I am twenty-four pages away from finishing The Shining, by Stephen King. It’s good, I gotta say.
But it ain’t classic literature. I always disparaged King as a mainstream writer but in recent months I’ve been wanting to read his work. And as I finish the book that became the Kubrick classic, it’s easy to understand its excellence, perhaps harder to understand why King isn’t as revered as a literary writer.
Jack Torrance is a bad mother fucker. Because he goes from a dude who wants to love his family and be a great artist, to someone who succumbs to the evil ghosts in The Overlook hotel heart of darkness style; he toes the edge of the abyss and falls in. Ultimately, we see that Jack was too weak, this recovering alcoholic who never knew moderation, never knew how to take it easy and give in to supreme love (which is what saves Danny from his possessed body), basically the average guy. And King presents that really well.
What makes the book less than literary is when his wife Wendy finds the party decorations in the elevator, we—Jack, as well as his family—know the Overlook Hotel is haunted and that it’s not just hallucinatory doldrums he’s fallen into, he’s actually being taken over.
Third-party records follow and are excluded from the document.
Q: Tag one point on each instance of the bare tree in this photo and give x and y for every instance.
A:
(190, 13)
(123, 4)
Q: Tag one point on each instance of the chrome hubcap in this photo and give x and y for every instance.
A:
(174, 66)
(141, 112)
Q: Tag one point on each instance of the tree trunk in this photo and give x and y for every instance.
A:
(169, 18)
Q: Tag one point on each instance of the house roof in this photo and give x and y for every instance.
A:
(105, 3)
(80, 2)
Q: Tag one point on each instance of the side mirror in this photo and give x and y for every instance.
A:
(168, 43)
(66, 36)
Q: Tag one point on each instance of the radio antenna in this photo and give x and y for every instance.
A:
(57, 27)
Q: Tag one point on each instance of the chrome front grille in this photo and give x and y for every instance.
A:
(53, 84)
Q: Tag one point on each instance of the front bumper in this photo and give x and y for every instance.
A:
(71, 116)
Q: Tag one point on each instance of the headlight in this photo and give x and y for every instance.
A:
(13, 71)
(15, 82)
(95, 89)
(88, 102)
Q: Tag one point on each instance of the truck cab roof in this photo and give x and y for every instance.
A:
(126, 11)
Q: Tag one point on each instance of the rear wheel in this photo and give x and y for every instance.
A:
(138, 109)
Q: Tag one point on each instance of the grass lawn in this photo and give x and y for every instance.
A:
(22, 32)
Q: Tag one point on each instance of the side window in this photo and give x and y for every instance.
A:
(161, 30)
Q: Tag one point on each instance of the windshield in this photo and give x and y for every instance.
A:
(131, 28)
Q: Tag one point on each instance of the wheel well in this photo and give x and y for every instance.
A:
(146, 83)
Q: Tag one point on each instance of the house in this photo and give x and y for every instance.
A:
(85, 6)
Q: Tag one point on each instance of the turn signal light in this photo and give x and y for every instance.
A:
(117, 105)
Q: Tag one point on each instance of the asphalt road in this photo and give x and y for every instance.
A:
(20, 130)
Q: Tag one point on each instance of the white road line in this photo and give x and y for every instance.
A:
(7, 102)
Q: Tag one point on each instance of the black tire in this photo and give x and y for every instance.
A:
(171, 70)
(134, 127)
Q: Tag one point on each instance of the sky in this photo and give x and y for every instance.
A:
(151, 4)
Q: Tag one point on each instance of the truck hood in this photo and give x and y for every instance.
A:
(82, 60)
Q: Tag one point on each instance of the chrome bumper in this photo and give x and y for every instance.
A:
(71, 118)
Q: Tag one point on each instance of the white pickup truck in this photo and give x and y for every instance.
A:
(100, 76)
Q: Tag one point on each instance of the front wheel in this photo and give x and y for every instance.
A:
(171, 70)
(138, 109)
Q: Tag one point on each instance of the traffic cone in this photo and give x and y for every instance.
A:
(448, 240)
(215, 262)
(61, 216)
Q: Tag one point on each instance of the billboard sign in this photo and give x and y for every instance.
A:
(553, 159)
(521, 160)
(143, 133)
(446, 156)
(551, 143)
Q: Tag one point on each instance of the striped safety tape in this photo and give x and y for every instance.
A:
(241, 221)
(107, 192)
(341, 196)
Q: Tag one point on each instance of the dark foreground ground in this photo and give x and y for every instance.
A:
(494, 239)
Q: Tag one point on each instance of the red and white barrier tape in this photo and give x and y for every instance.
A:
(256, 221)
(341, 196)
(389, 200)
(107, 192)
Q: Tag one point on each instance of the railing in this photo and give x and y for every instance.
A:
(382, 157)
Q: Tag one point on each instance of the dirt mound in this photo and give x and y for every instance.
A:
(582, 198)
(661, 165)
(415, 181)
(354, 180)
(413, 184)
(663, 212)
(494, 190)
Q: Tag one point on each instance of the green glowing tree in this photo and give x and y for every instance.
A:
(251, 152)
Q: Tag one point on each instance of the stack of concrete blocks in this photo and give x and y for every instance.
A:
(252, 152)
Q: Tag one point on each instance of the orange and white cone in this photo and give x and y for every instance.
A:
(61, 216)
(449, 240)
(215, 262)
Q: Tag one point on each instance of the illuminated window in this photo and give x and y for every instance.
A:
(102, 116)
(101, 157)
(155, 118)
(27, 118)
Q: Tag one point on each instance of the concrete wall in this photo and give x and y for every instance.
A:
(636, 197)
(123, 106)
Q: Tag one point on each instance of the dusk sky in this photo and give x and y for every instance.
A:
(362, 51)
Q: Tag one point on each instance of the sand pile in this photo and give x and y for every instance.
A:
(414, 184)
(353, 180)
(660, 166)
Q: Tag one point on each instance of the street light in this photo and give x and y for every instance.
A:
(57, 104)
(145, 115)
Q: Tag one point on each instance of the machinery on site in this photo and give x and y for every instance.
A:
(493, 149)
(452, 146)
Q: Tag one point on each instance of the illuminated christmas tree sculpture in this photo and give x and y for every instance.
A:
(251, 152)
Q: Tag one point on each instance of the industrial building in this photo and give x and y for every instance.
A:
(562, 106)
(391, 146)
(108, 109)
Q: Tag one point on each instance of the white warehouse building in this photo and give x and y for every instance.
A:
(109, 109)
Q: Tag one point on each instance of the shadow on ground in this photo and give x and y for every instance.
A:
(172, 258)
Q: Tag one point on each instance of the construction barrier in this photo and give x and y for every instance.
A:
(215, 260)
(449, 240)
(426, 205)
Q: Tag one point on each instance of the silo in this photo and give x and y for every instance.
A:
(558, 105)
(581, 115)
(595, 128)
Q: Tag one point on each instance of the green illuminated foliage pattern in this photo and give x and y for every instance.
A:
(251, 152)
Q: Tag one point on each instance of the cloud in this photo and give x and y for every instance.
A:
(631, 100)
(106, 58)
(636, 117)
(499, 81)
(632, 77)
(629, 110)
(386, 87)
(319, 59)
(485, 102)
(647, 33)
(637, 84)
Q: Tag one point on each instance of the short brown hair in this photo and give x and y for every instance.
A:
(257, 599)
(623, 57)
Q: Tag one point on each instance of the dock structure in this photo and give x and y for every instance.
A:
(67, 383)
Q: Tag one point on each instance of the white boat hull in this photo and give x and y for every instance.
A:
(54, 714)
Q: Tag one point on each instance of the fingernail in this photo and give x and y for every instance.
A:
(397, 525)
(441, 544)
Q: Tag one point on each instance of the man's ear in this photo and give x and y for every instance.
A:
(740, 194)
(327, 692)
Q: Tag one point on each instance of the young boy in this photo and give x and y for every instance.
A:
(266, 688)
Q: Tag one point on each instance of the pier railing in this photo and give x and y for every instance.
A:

Kubrick depicts the murders more as a result of Jack’s going crazy, which may be why we revere the film perhaps more than the novel, and the director more than the author.
The diabolus ex machina has elements of Shakespeare, but to us with a post-postmodern mindset seems a little easy, a little too fantasy shelf to be classic literature. If King had written Torrance’s psychology as a product of society, his errors, his deformed love, maybe, but to blame the events on ghosts and the supernatural seems rather silly.
The Overlook Hotel in the film is Timberline Lodge, just outside of Portland, Oregon. I stayed there on Halloween when I was twelve, my dad and I on a boy’s weekend to the glacier to ski since it’s the only one that’s open all year round and used by the U.S. Ski Team. At least within the Continental United States. And that night, after we watched it on a projector, I stayed in a room that might as well have been the steward’s quarters.
I felt the spirits in the lodge that had stayed there before me. I didn’t know of any murders or slayings but when I woke up in the middle of the night, my heart in my throat and all I could hear was darkness I had to think of playing shuffleboard—not roque—the grains of salt sliding over the polished wood with dad earlier in the evening to be able to relax and lie back down, my head sinking into the extrasoft pillow, the sounds of 8,000 foot wind beating against the windows and tickling the eaves, and footsteps in the corridor and dad below me sleeping like a baby and the empty rooms where people had fallen in and out of love and left their ghosts behind and on the bottom bunk dad in case the door handle jiggled but it didn’t. The Shining may have been filmed there, but it wasn’t it. It wasn’t it.